I think the passage to which you refer is not exactly 'Right at the beginning' but occurs at the end of Rep. VII.541a:

Let them send everyone in the city over the age of ten into the countryside. Then they can isolate these people's children from the values they hold at the moment - their parents' values - and bring the children up according to their own customs and laws, which are of the kind we described earlier. Don't you agree that this will be the quickest and simplest way for the city and regime we were talking about to come into being, making itself happy and bringing a large number of benefits to the nation in which it originates?' (Plato, The Republic, tr. T. Griffith, Cambridge: Cambridge University Press, 2-15: 251.)

...not from no city to ideal city

We need to consider what city (polis) Plato has in mind here. He is thinking not of the ideal city that that he has constructed in imagination (no existing city) but of an actual city that might be converted to rule by philosophers. The children of this city are to be educated 'when true philosophers [oi hos aletethos philosophoi] - it might be a number of them - become rulers in our city' (Rep. VII.540d; Griffith: 251).

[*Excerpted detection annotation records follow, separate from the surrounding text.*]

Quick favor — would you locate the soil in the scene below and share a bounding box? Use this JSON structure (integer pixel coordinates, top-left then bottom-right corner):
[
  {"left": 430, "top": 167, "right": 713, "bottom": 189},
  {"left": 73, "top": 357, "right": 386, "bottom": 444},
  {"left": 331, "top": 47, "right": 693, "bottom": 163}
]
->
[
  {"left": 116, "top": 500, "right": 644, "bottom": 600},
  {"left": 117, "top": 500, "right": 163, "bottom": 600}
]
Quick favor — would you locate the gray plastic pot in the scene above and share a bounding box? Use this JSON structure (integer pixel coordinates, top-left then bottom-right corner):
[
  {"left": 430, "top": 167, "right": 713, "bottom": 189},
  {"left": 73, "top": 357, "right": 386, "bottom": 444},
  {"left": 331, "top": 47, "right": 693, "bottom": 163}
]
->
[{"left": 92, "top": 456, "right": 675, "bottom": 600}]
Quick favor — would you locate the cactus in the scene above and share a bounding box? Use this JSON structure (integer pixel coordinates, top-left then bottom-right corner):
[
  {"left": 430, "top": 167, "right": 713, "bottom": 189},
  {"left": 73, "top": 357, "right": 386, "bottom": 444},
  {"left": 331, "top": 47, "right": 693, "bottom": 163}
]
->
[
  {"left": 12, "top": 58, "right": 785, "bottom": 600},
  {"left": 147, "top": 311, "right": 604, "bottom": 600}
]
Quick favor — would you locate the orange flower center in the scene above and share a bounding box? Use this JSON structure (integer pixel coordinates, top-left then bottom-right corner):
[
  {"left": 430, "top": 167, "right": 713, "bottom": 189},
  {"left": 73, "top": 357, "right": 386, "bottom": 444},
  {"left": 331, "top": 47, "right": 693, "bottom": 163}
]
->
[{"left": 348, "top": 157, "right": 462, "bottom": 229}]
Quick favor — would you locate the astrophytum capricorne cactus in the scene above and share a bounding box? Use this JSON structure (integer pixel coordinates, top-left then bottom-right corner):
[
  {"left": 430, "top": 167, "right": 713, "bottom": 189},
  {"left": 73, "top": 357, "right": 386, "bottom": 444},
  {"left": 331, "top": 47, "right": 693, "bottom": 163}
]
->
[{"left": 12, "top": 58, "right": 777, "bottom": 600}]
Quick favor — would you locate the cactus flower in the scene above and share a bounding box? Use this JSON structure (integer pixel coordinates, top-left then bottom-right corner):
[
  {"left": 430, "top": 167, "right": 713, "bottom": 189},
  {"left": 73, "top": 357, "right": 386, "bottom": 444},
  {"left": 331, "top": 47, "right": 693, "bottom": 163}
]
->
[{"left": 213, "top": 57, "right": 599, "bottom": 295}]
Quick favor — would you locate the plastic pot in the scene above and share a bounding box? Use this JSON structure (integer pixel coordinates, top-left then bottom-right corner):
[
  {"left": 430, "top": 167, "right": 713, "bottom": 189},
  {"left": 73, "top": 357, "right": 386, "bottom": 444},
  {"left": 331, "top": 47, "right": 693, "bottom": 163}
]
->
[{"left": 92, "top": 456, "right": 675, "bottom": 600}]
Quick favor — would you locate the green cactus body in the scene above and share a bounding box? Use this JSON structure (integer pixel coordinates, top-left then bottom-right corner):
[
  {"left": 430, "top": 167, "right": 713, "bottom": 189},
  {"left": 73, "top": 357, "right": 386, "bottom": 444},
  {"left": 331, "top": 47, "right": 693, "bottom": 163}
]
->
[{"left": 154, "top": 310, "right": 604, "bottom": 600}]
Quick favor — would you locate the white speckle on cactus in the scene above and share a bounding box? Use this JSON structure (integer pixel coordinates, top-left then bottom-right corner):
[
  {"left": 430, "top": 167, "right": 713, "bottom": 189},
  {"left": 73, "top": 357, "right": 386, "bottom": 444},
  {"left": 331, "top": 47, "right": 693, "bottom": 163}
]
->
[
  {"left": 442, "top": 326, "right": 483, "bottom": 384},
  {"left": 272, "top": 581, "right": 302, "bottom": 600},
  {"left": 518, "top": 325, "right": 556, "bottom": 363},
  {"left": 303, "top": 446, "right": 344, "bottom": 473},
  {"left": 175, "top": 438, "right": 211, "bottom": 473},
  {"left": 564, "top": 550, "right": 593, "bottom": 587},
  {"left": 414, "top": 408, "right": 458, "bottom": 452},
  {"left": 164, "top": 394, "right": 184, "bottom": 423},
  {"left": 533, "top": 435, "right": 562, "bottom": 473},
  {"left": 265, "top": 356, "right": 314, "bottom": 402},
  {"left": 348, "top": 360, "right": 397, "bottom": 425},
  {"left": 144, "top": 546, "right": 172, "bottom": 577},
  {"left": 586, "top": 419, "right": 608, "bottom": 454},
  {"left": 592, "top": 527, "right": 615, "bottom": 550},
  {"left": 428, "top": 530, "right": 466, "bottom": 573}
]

... but to ideal city from actual city

'Our city' - the existing city which has, against the odds, come to be ruled by philosophers. Such a city is a bare possibility and is the only feasible way in which 'our ideas about the [ideal] city and its regime' are capable of being more than 'wishful thinking' (Rep.VII.540d; Griffith: 250). Plato does not hold that the existing city is too corrupt to yield genuine philosophers. They exist in contemporary society - 489b-495b, 535c-536c, 539c - but are contemned and rendered useless.

Farmers, doctors, &c. can as necessary provide support for the children in the countryside. Under the surveillance of the philosophers their services will not instil or re-introduce parents' false and corrupt values.

Reading

James Adam, The Republic of Plato, 2nd ed., ed. D.A. Rees, Cambridge: Cambridge University Press, 1965, II: 155, note 30. Answering:

B. Jowett & L. Campbell, Plato's Republic. The Greek Text, edited with notes and essays by the late B. Jowett, M.A., and Lewis Campbell, M.A., LL.D. Oxford: Oxford University Press, 1894.

Plato, The Republic, tr. T. Griffith, Cambridge: Cambridge University Press.